Guide :

# 0=[22.12848]2 to the power times a times 81.4m

gswqydt2qfdtyqgdty3wgf

## Research, Knowledge and Information :

### Math Forum: Ask Dr. Math FAQ: N to Zero Power

What is n^0 (any number to zero power ... 3^3, 3^4, .... Finding the actual values, we get 3, 9, 27, 81 ... every time you move to the right ...

### Adjustable Frequency AC Drive - Rockwell Automation

... (2.0 HP) ratings for the 22F ... • In this manual we refer to the PowerFlex 4M Adjustable Frequency AC Drive as: ... 2. Actual deceleration times can be longer ...

### Toyota M engine - Wikipedia

... (at the same time as the 4-cylinder 18R-E).

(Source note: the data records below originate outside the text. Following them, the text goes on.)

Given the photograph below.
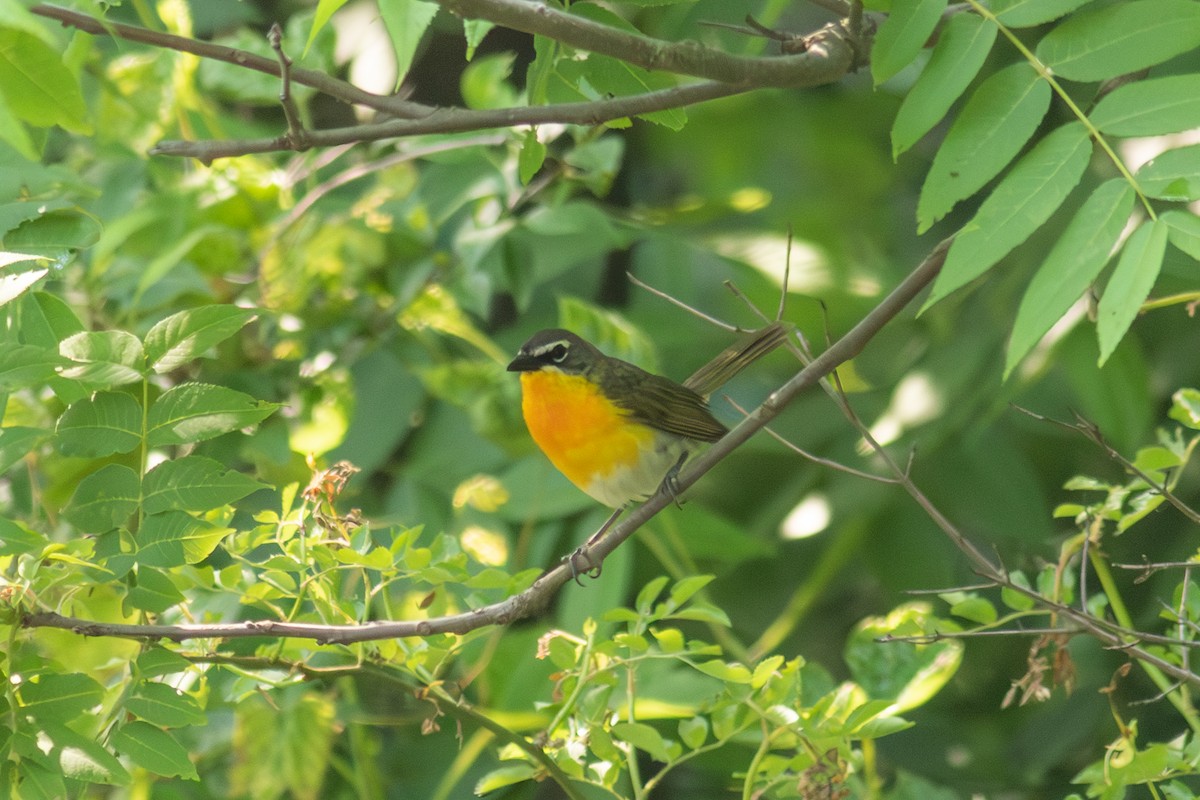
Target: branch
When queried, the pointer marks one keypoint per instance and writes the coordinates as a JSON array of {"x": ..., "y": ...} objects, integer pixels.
[
  {"x": 460, "y": 120},
  {"x": 538, "y": 596},
  {"x": 828, "y": 58}
]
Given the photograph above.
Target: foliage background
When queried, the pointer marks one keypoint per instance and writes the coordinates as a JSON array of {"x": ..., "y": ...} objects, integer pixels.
[{"x": 391, "y": 281}]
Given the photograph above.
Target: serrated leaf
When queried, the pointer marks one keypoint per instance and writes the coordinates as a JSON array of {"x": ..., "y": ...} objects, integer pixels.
[
  {"x": 60, "y": 697},
  {"x": 1186, "y": 408},
  {"x": 190, "y": 334},
  {"x": 15, "y": 284},
  {"x": 961, "y": 48},
  {"x": 105, "y": 499},
  {"x": 643, "y": 737},
  {"x": 85, "y": 759},
  {"x": 1174, "y": 175},
  {"x": 1134, "y": 276},
  {"x": 406, "y": 22},
  {"x": 730, "y": 673},
  {"x": 165, "y": 707},
  {"x": 154, "y": 750},
  {"x": 46, "y": 320},
  {"x": 24, "y": 365},
  {"x": 1115, "y": 40},
  {"x": 1183, "y": 230},
  {"x": 1018, "y": 206},
  {"x": 903, "y": 35},
  {"x": 1151, "y": 107},
  {"x": 1073, "y": 263},
  {"x": 1025, "y": 13},
  {"x": 173, "y": 539},
  {"x": 154, "y": 591},
  {"x": 103, "y": 359},
  {"x": 993, "y": 127},
  {"x": 16, "y": 441},
  {"x": 195, "y": 483},
  {"x": 39, "y": 88},
  {"x": 504, "y": 776},
  {"x": 198, "y": 411},
  {"x": 101, "y": 425}
]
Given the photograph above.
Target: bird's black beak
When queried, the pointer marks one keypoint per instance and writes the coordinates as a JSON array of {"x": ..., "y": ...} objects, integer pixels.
[{"x": 523, "y": 362}]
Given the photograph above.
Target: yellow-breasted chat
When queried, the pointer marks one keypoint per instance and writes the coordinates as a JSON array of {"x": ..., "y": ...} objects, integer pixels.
[{"x": 613, "y": 429}]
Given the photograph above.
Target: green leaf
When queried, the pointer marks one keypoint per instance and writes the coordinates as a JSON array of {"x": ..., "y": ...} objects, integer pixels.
[
  {"x": 156, "y": 661},
  {"x": 101, "y": 425},
  {"x": 1018, "y": 206},
  {"x": 1115, "y": 40},
  {"x": 1131, "y": 283},
  {"x": 1186, "y": 408},
  {"x": 17, "y": 539},
  {"x": 83, "y": 758},
  {"x": 46, "y": 320},
  {"x": 1073, "y": 263},
  {"x": 995, "y": 124},
  {"x": 1183, "y": 230},
  {"x": 1174, "y": 175},
  {"x": 15, "y": 284},
  {"x": 103, "y": 359},
  {"x": 533, "y": 155},
  {"x": 1025, "y": 13},
  {"x": 16, "y": 441},
  {"x": 1151, "y": 107},
  {"x": 36, "y": 84},
  {"x": 154, "y": 750},
  {"x": 903, "y": 35},
  {"x": 165, "y": 705},
  {"x": 504, "y": 776},
  {"x": 190, "y": 334},
  {"x": 103, "y": 500},
  {"x": 694, "y": 732},
  {"x": 154, "y": 591},
  {"x": 961, "y": 48},
  {"x": 683, "y": 590},
  {"x": 60, "y": 697},
  {"x": 643, "y": 737},
  {"x": 173, "y": 539},
  {"x": 24, "y": 365},
  {"x": 198, "y": 411},
  {"x": 325, "y": 10},
  {"x": 731, "y": 673},
  {"x": 907, "y": 673},
  {"x": 195, "y": 483},
  {"x": 406, "y": 22}
]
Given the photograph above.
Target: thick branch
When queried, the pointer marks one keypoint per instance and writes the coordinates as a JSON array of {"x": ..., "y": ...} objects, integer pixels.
[
  {"x": 460, "y": 120},
  {"x": 537, "y": 596},
  {"x": 814, "y": 67}
]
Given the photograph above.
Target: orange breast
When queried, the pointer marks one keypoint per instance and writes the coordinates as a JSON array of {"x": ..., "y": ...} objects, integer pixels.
[{"x": 582, "y": 433}]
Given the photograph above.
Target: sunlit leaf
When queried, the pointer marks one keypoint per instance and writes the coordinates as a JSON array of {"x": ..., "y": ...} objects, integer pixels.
[
  {"x": 1114, "y": 40},
  {"x": 1018, "y": 206},
  {"x": 963, "y": 46},
  {"x": 993, "y": 127},
  {"x": 903, "y": 35},
  {"x": 1071, "y": 266},
  {"x": 1141, "y": 258}
]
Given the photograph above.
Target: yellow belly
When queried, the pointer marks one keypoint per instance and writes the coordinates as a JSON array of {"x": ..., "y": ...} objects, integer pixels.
[{"x": 592, "y": 441}]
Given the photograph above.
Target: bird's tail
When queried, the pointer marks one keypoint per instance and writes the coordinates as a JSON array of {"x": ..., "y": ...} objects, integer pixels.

The 4M-E was the first Toyota engine to be equipped ... The first M was a 2.0 L ... 8.1:1 to 9.2:1; Power: 145–175 ...

### What is 6.02 times 10 to the 23rd power? | Reference.com

The equation of 6.02 times 10 to the 23rd power is equal to ... Exponents are numbers that indicate the number of times a function is multiplied ...

### BMD-4 - Wikipedia

BMD-4: 2V-06-2 water-cooled diesel engine ... BMD-4M: 500 hp (368 kW) Power/weight: BMD-4: 33.1 hp/tonne (24.3 kW/tonne) BMD-4M: 37.0 hp/tonne (27.2 kW/tonne) Suspension:

### What Is 18 raised to the 1/4 power times 12 raised to the 1/2 ...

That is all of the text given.